Da Vinci was fascinated by the world around him, however much of his creativity was inspired by his immediate surroundings. During the 1500s, while living in Venice, Da Vinci sketched different inventions to be used in the waters surrounding the beautiful city. It was only when his famous Codex Atlanticus was published that his inventions became well known. One of these inventions was scuba diving equipment that he designed to help sabotage the ships used by Turks to invade Venice.
His scuba gear consisted of a leather diving suit with glass goggles and a bag like mask that went over the divers head. The mask had two flexible cane tubes attached by the nose that lead up to a diving bell which enables the opening of the tubes to constantly stay above water, providing an endless supply of air to the diver below.
The mask was also equipped with a valve-operated balloon that could be inflated or deflated to help the diver to sink and resurface. The suit was so well thought out that he included a bottle in the suit for urination so that divers could stay underwater for as long as they needed.
The suit also came equipped with ropes, weapons, sand bag weights and a horn for signaling purposes. However, his scuba suit wasn’t of much use in the war since the troops were driven away by the Venetian navy before his plan for cutting holes in the hulls of enemy ships was brought to action.

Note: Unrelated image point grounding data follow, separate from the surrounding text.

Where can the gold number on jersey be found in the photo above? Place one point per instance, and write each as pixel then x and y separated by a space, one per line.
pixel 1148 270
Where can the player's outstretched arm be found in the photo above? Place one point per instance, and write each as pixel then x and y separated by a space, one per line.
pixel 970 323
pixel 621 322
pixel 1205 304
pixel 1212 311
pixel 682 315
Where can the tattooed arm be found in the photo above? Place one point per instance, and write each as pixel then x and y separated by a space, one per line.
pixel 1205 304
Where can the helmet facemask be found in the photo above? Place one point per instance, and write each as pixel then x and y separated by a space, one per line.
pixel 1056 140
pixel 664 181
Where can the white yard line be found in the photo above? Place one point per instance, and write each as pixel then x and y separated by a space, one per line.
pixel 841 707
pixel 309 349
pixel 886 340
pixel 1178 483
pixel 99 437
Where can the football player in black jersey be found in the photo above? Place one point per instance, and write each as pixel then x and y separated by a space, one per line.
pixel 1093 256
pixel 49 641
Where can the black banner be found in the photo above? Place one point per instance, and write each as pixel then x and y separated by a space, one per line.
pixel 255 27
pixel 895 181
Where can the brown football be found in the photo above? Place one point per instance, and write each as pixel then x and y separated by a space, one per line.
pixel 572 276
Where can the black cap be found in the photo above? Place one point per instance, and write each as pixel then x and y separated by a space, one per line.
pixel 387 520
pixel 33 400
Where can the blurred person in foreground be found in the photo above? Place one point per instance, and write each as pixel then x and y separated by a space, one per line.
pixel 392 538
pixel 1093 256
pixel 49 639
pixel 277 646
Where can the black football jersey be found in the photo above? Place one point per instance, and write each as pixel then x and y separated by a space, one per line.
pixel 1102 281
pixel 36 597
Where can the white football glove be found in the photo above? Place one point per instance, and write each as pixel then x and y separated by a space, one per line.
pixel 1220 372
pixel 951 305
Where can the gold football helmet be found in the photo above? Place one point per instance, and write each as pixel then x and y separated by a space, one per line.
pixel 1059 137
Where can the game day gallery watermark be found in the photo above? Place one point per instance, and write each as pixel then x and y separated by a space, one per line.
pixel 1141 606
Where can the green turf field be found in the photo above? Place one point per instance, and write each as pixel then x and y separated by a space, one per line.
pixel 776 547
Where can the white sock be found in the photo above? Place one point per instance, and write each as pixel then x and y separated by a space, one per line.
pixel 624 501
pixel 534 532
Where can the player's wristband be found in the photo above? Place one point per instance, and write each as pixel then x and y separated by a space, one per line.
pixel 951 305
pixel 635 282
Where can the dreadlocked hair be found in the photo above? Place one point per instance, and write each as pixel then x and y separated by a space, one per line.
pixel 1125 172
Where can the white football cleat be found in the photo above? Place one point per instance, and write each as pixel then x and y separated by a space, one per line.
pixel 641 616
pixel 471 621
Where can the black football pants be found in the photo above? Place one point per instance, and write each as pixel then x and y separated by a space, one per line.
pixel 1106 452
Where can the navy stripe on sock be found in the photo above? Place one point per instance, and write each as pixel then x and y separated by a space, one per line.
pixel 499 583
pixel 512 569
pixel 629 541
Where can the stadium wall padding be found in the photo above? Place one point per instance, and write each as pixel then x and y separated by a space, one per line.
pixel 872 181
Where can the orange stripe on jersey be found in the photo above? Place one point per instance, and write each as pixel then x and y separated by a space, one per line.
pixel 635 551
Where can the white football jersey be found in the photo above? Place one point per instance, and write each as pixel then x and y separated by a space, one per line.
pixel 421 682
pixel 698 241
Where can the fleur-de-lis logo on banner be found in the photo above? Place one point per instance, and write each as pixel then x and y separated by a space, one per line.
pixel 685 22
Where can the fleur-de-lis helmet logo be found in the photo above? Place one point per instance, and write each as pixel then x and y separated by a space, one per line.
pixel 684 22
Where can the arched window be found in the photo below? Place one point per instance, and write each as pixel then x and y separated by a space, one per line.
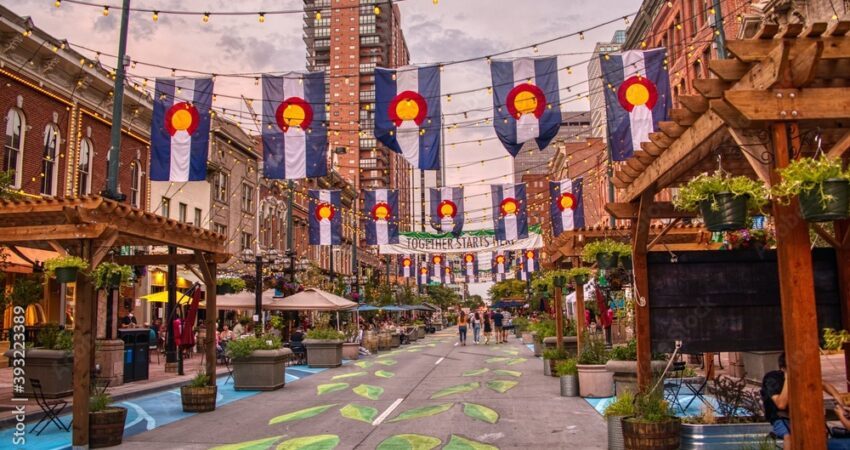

An alternate version of the suit also included submersible air bladders, which was the source of inspiration for Jacques Cousteau while inventing modern scuba gear. It was Cousteau’s desire for undersea exploration that lead to him expanding on Da Vinci’s vision. With the help of inventor Émile Gagnan they devised the first aqua-lung model.
Leonardo Da Vinci had unknowingly paved the way for the birth of diving equipment at a time when scuba diving couldn’t even be imagined as possible.